Let's make an ordered row: 64, 72, 72, 75, 78, 82, 85, 91.93. 64, 72, 72, 75, 78, 82, 85, 91, is the median of this series. 78 is the median of this series. Given an ordered row: Given an ordered row: 64, 72, 72, 75, 78, 82, 85, 88, 91, 93. (): 2 = 80 is the median. (): 2 = 80 - median.


1. Find the median of a series of numbers: a) 30, 32, 37, 40, 41, 42, 45, 49, 52; a) 30, 32, 37, 40, 41, 42, 45, 49, 52; b) 102, 104, 205, 207, 327, 408, 417; b) 102, 104, 205, 207, 327, 408, 417; c) 16, 18, 20, 22, 24, 26; c) 16, 18, 20, 22, 24, 26; d) 1.2, 1.4, 2.2, 2.6, 3.2, 3.8, 4.4, 5.6. d) 1.2, 1.4, 2.2, 2.6, 3.2, 3.8, 4.4, 5.6. 2. Find the arithmetic mean and median of a number of numbers: a) 27, 29, 23, 31,21,34; a) 27, 29, 23, 31, 21, 34; b) 56, 58, 64, 66, 62, 74; b) 56, 58, 64, 66, 62, 74; c) 3.8, 7.2, 6.4, 6.8, 7.2; c) 3.8, 7.2, 6.4, 6.8, 7.2; d) 21.6, 37.3, 16.4, 12, 6.d) 21.6, 37.3, 16.4, 12, 6.

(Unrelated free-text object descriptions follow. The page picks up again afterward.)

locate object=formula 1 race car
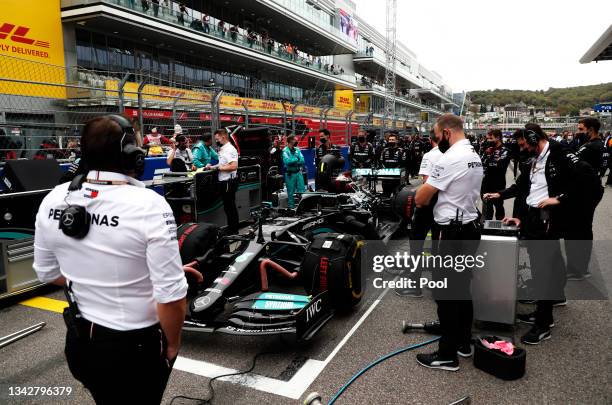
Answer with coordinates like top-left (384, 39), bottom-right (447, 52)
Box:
top-left (178, 186), bottom-right (416, 341)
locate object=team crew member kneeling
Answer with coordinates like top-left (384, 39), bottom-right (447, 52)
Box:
top-left (33, 115), bottom-right (189, 404)
top-left (415, 114), bottom-right (483, 371)
top-left (206, 128), bottom-right (240, 235)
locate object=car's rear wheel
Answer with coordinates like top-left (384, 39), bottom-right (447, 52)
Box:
top-left (301, 233), bottom-right (364, 310)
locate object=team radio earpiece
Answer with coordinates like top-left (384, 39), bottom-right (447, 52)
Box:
top-left (59, 115), bottom-right (146, 238)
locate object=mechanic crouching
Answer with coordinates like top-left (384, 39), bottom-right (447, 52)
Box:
top-left (283, 134), bottom-right (306, 209)
top-left (480, 129), bottom-right (511, 220)
top-left (33, 115), bottom-right (189, 404)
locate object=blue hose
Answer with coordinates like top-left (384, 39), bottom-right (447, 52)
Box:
top-left (327, 336), bottom-right (441, 405)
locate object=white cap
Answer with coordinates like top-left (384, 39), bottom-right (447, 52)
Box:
top-left (174, 124), bottom-right (182, 134)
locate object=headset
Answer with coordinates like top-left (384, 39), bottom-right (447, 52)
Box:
top-left (108, 114), bottom-right (146, 178)
top-left (59, 115), bottom-right (145, 239)
top-left (523, 129), bottom-right (541, 146)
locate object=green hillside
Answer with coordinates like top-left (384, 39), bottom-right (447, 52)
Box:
top-left (469, 83), bottom-right (612, 116)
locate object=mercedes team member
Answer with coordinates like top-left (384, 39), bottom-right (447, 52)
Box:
top-left (206, 128), bottom-right (239, 234)
top-left (480, 129), bottom-right (511, 220)
top-left (484, 125), bottom-right (597, 344)
top-left (282, 135), bottom-right (306, 209)
top-left (379, 133), bottom-right (405, 196)
top-left (33, 115), bottom-right (188, 404)
top-left (192, 133), bottom-right (218, 170)
top-left (564, 118), bottom-right (605, 280)
top-left (396, 130), bottom-right (444, 298)
top-left (349, 130), bottom-right (375, 168)
top-left (415, 114), bottom-right (483, 371)
top-left (315, 129), bottom-right (339, 190)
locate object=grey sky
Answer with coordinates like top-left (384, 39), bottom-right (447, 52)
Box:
top-left (354, 0), bottom-right (612, 92)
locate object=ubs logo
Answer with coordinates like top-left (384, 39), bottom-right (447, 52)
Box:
top-left (0, 23), bottom-right (50, 48)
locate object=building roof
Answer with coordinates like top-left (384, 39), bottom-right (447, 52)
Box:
top-left (580, 24), bottom-right (612, 63)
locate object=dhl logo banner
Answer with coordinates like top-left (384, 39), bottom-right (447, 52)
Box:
top-left (334, 90), bottom-right (354, 111)
top-left (107, 80), bottom-right (352, 118)
top-left (0, 0), bottom-right (65, 98)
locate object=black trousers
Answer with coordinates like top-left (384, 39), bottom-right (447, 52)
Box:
top-left (433, 221), bottom-right (481, 358)
top-left (221, 179), bottom-right (239, 234)
top-left (481, 196), bottom-right (505, 220)
top-left (565, 192), bottom-right (602, 276)
top-left (523, 208), bottom-right (566, 328)
top-left (406, 204), bottom-right (440, 283)
top-left (65, 319), bottom-right (172, 404)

3. The table shows the number of visitors to the exhibition on different days of the week: Find the median of the specified data series. On what days of the week was the number of visitors to the exhibition higher than the median? Days of the week Mon Mon Tue Wed Wed Thu Thu Fri Fri Sat Sat Sun Sun Number of visitors


4. Below is the average daily sugar processing (in thousand centners) by sugar factories of a certain region: (in thousand centners) by sugar factories of a certain region: 12.2, 13.2, 13.7, 18.0, 18.6 , 12.2, 18.5, 12.4, 12.2, 13.2, 13.7, 18.0, 18.6, 12.2, 18.5, 12.4, 14, 2, 17 ,eight. 14, 2, 17.8. For the presented series, find the arithmetic mean, mode, range, and median. For the presented series, find the arithmetic mean, mode, range, and median. 5. The organization kept a daily record of letters received during the month. As a result, we got the following data series: 39, 43, 40, 0, 56, 38, 24, 21, 35, 38, 0, 58, 31, 49, 38, 25, 34, 0, 52, 40, 42, 40 , 39, 54, 0, 64, 44, 50, 38, 37, 43, 40, 0, 56, 38, 24, 21, 35, 38, 0, 58, 31, 49, 38, 25, 34, 0 , 52, 40, 42, 40, 39, 54, 0, 64, 44, 50, 38, 37, 32. For the presented series, find the arithmetic mean, mode, range and median. For the presented series, find the arithmetic mean, mode, range, and median.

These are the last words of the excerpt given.